Bankers, lawyers and accountants are in Brisbane this week, doing their best to secure a role in the state’s mooted $30 billion asset sell-off.
It is fair to say there have never been so many advisers crawling through Queensland Treasury’s Brisbane office, or groups of pinstripes huddling around the airport’s taxi rank…
The electricity networks mandate is expected to be the most fiercely competed among the banks, given its size and the attractiveness of the assets to potential buyers in the current market.
Because the benefits for Queensland taxpayers from flogging-off the state’s ports, power generators, electricity distribution networks and water pipelines are questionable, given they represent essential infrastructure.
As argued previously, it is the degree of market competition that usually determines whether an asset sale is positive for the public.

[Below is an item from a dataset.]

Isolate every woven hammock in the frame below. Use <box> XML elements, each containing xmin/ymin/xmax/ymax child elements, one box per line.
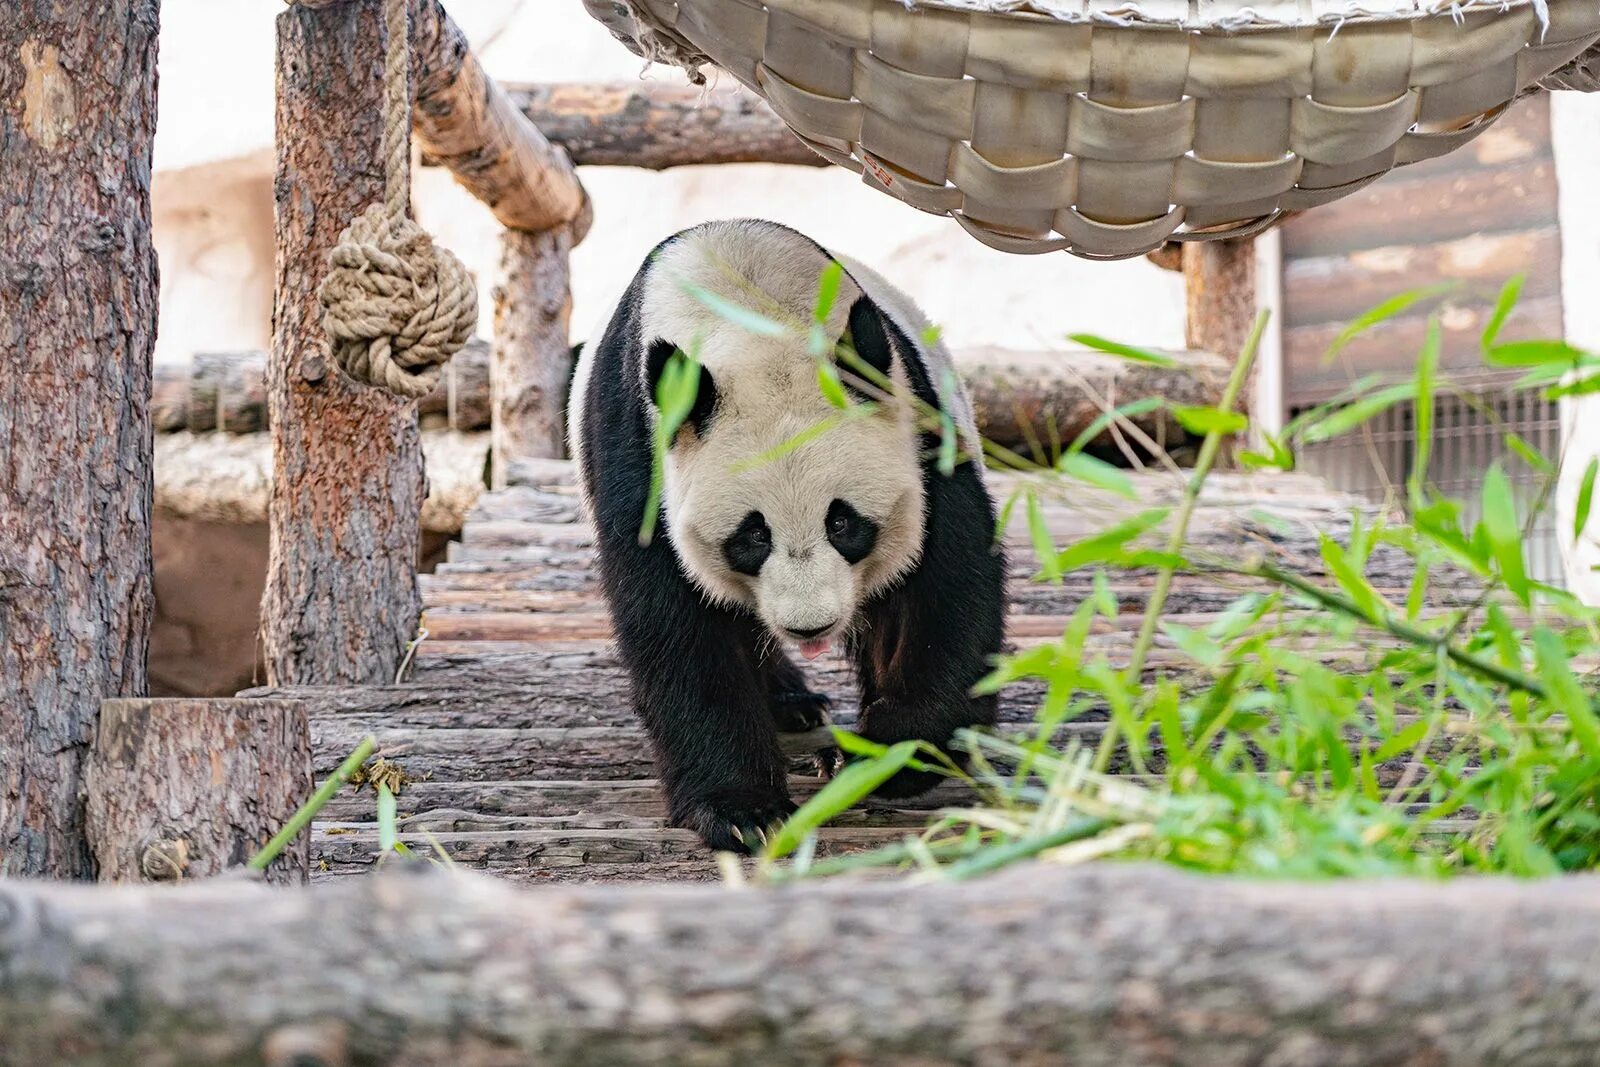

And essential infrastructure like ports, water and electricity generation are by definition natural monopolies, and their transfer to private ownership confers significant pricing power to the new owners, which they generally pass on to end users.
As noted earlier this year by Monash economics professor, Stephen King:
…privatisation without competition is like a hidden tax. The government gets more today because we will all be paying more tomorrow…
Privatisation without competition risks turning a public monopoly into a private monopoly. The owners may change but the public will get ripped off just the same.
This is why ACCC head, Rod Sims, has spoken out against the Abbott Government’s privatisation agenda, warning that the forecast $57 billion of federal and state-owned assets expected to be sold over the next few years could substantially lessen competition and push-up prices, particularly in the areas of electricity distribution, ports, and other essential infrastructure.
It is also why the Abbott Government’s “asset recycling” incentive payments to the states, which will effectively reward states for selling-off assets are so dangerous, since they presume that private ownership is superior in all cases rather than basing payments on objective economic criteria, and on a case-by-case basis.
Indeed, the Productivity Commission’s report on the provision of public infrastructure, released last month, raised similar concerns, noting that asset recycling “could act to encourage privatisation in circumstances that are not fully justified and encourage the selection of new projects that do not have demonstrable net benefits”.
Asset sales can be in taxpayers best interests, but generally only when the government enterprise is subject to significant market competition, thereby reducing the new owner’s ability to price gouge. This is less likely to be the case where essential infrastructure is involved, as with Queensland’s $30 billion privatisation program.